Assistant Professor of Genetics

The Edison Family Center for Genome Sciences & Systems Biology
Couch Biomedical Research Building, Campus Box 8510
4515 MicKinley Ave.
St. Louis, MO 63110
Office: (314) 362-1034

My Work

Research Publications

Science column for Pacific Standard


Cis-Regulation in Photoreceptors

I am interested in the fundamental decision faced by a gene, which is to read the state of the world and determine whether or not to be expressed. How this decision is made explains one of the most mind-boggling facts in biology: Adult organisms consist of up to trillions of highly organized and extremely specialized cells that differ greatly from each other, and yet most of these cells have exactly the same DNA. This is possible only because genes are associated with regulatory DNA that ensures that they are expressed at the right place and time. My goal is to understand how gene expression decisions are encoded in the sequence of regulatory DNA.

Current areas of focus:

DNA sequence determinants of transcription factor binding in photoreceptors
The vertebrate transcription factor CRX drives the expression of genes necessary to maintain the cell identity of rod and cone photoreceptors. How CRX recognizes its functional targets amidst a vast genomic excess of potential binding sites is not understood. I use massively parallel reporter assay technology to discover the DNA sequence features that define a functional CRX binding site.

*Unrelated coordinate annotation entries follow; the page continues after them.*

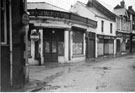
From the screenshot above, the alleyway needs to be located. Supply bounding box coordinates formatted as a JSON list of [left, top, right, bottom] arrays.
[[34, 55, 135, 92]]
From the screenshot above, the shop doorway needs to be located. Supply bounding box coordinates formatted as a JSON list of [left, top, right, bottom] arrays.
[[43, 28, 64, 63]]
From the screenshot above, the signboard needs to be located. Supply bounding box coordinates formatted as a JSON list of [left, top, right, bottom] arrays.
[[30, 31, 40, 41], [28, 9, 97, 28], [22, 13, 29, 25]]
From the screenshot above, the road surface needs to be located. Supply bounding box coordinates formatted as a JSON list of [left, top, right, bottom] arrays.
[[39, 55, 135, 92]]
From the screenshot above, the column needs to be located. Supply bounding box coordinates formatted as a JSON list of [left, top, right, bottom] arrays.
[[39, 29, 44, 64], [64, 30, 70, 63], [83, 33, 86, 57]]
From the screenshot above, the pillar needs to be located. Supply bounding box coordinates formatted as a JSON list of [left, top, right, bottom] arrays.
[[39, 29, 44, 64], [64, 30, 70, 62]]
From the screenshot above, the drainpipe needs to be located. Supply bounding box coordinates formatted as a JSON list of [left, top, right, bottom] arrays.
[[9, 0, 13, 86]]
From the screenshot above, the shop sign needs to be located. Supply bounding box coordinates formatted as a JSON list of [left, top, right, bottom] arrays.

Cis-regulatory mechanisms of retinopathy mutations in CRX
Mutations in CRX cause several different inherited blinding diseases. How different mutations in this single gene lead to different pathologies is not known. We are using massively parallel reporter assay technology to discover how different disease mutations alter the activity of CRX.

Thermodynamic models of cis-regulation
The activities of cis-regulatory elements are determined by the transcription factors that bind them. The relationship between a DNA sequence, bound transcription factors, and levels of gene expression is often complex and non-intuitive. I use a statistical thermodynamic framework to model the relationship between DNA sequence and gene expression.